The Director of the Museum of the Second World War in Gdańsk honoured the Ulma Family
On the occasion of the National Remembrance Day for Poles Who Saved Jews under the German occupation, the Director of the Museum of the Second World War in Gdańsk, Dr. Karol Nawrocki, took part in the ceremony in Markowa.
After a prayer at the grave of the Ulmas in the local St. Dorota's Church, there was a Mass for their forthcoming beatification. It was led by the auxiliary bishop of the Przemyśl Archdiocese, Stanisław Jamrozek.
Letters to the participants of the ceremony were sent by President Andrzej Duda, the Speaker of the Sejm Marek Kuchciński and Prime Minister Mateusz Morawiecki.

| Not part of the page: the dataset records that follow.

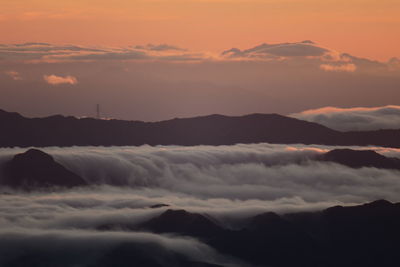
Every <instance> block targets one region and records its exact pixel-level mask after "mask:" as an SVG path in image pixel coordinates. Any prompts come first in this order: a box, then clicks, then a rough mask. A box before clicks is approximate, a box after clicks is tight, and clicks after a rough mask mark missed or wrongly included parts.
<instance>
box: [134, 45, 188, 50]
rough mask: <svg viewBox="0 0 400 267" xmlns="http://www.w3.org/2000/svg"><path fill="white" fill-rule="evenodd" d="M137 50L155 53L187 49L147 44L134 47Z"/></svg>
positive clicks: (185, 49)
mask: <svg viewBox="0 0 400 267" xmlns="http://www.w3.org/2000/svg"><path fill="white" fill-rule="evenodd" d="M134 48H136V49H140V50H153V51H171V50H172V51H173V50H176V51H186V49H183V48H180V47H177V46H174V45H168V44H159V45H154V44H147V45H136V46H134Z"/></svg>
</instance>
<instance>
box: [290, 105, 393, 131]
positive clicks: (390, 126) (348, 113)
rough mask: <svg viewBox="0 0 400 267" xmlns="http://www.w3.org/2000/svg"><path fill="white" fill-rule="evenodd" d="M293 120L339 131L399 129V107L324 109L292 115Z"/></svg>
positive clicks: (361, 130) (333, 108)
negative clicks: (312, 122)
mask: <svg viewBox="0 0 400 267" xmlns="http://www.w3.org/2000/svg"><path fill="white" fill-rule="evenodd" d="M291 116H292V117H294V118H298V119H301V120H306V121H311V122H317V123H320V124H322V125H325V126H327V127H329V128H332V129H336V130H339V131H369V130H379V129H400V106H395V105H390V106H383V107H373V108H364V107H358V108H335V107H324V108H320V109H312V110H306V111H303V112H300V113H296V114H292V115H291Z"/></svg>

In the letter, President Andrzej Duda emphasized the extraordinary importance of commemorating the heroic attitudes of Poles in saving the lives of Jews persecuted by the German occupiers.
I want today's holiday to become an inspiration for local communities throughout Poland to commemorate compatriots who opposed the terror of the Nazi Third Reich and - at the risk of their own and their families lives – brought help to the exterminated Jews. In this darkest hour of our history, they met the superhuman test of character, righteousness, courage and humanitarianism. And that is why Poles who saved Jews are our national heroes of World War II, just as the soldiers of the Home Army – the President stressed.

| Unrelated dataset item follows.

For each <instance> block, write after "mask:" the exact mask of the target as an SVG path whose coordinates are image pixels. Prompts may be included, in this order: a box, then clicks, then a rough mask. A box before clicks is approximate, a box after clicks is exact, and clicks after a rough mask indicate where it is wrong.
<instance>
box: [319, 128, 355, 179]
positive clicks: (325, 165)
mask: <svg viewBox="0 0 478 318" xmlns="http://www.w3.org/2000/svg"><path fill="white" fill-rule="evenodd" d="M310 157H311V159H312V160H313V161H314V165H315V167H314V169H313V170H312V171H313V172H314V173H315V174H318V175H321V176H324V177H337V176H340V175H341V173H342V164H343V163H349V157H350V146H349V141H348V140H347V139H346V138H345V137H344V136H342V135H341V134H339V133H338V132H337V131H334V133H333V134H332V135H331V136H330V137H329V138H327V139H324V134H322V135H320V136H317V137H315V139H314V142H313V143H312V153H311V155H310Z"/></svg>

In turn, Prime Minister Mateusz Morawiecki recalled that "Today we also remember about thousands of nameless, silent heroes supporting their Jewish neighbours. For those whose names, we will never know, we make a commitment to them that we will preserve their fate and record it in the memory of generations.
The Speaker of the Sejm, Marek Kuchciński, remarked that the "modest and quiet" Ulma heroism and the anniversary of their death commemorates the heroism of all Poles who saved Jews during World War II.
The ceremonies were attended by, among others, the head of the Chancellery of the President of the Republic of Poland Halina Szymańska and president of the Institute of National Remembrance, Dr. Jarosław Szarek and representatives of the Polish Society of the Righteous Among the Nations.
The celebration in Markowa ended with a meeting with the Polish Righteous in the Museum of Poles Saving Jews during World War II, during which the President of the Institute of National Remembrance, Dr. Jarosław Szarek, said that Poland was the field of struggle between good and evil.
In order for good and the truth to prevail we sometimes have to pay a high price. This is the price of suffering, this is the price of the cross, through which victory comes.
He added that the Polish nation was always faithful to the values of goodness, truth and beauty.
Christianity added love to it. Our civilization was built on such a foundation. It is necessary that this foundation lasts - said the president of the Institute of National Remembrance.
Representing the Polish Righteous, President of the Polish Society of the Righteous Among the Nations, Anna Stupnicka-Bando thanked President Andrzej Duda and the parliamentarians for passing the Remembrance Day for Poles who saved Jews under the German occupation.
It will also be a day of remembrance of the timeless values of courage, goodness and love for others - said Stupnicka-Bando.
The holiday was established by the parliament on the initiative of President Andrzej Duda, in accordance with the Act: in homage to Polish Citizens - heroes who in the act of heroic courage, incredible valour, compassion and interpersonal solidarity, faithful to the highest ethical values, orders of Christian mercy and the ethos of the sovereign Republic of Poland, saved their Jewish neighbours from the Holocaust, planned and implemented by the German occupiers.
The choice of the date of the established national holiday refers to the day when Germans in 1944 murdered the Ulma family. In the morning of March 24, 1944 in Markowa, the German military police murdered eight Jews and those who were hiding them - Józef Ulma and his wife Wiktoria, who was in advanced pregnancy. The Germans also killed their six children. The oldest, Stasia, was eight years old, the youngest child - one and a half years. Probably from the end of 1942, the Ulmas hid members of three Jewish families: the Didners, Gruenfelds and Goldmans. They were cattle merchants from Łańcut, Saul Goldman with four unknown sons and two daughters and granddaughter of Chaim Goldman from Markowa. One of Goldman's daughters, who died with her daughter of unknown name, was called Lea Didner, and her sister was Gienia (also using the name Gołda) Gruenfeld.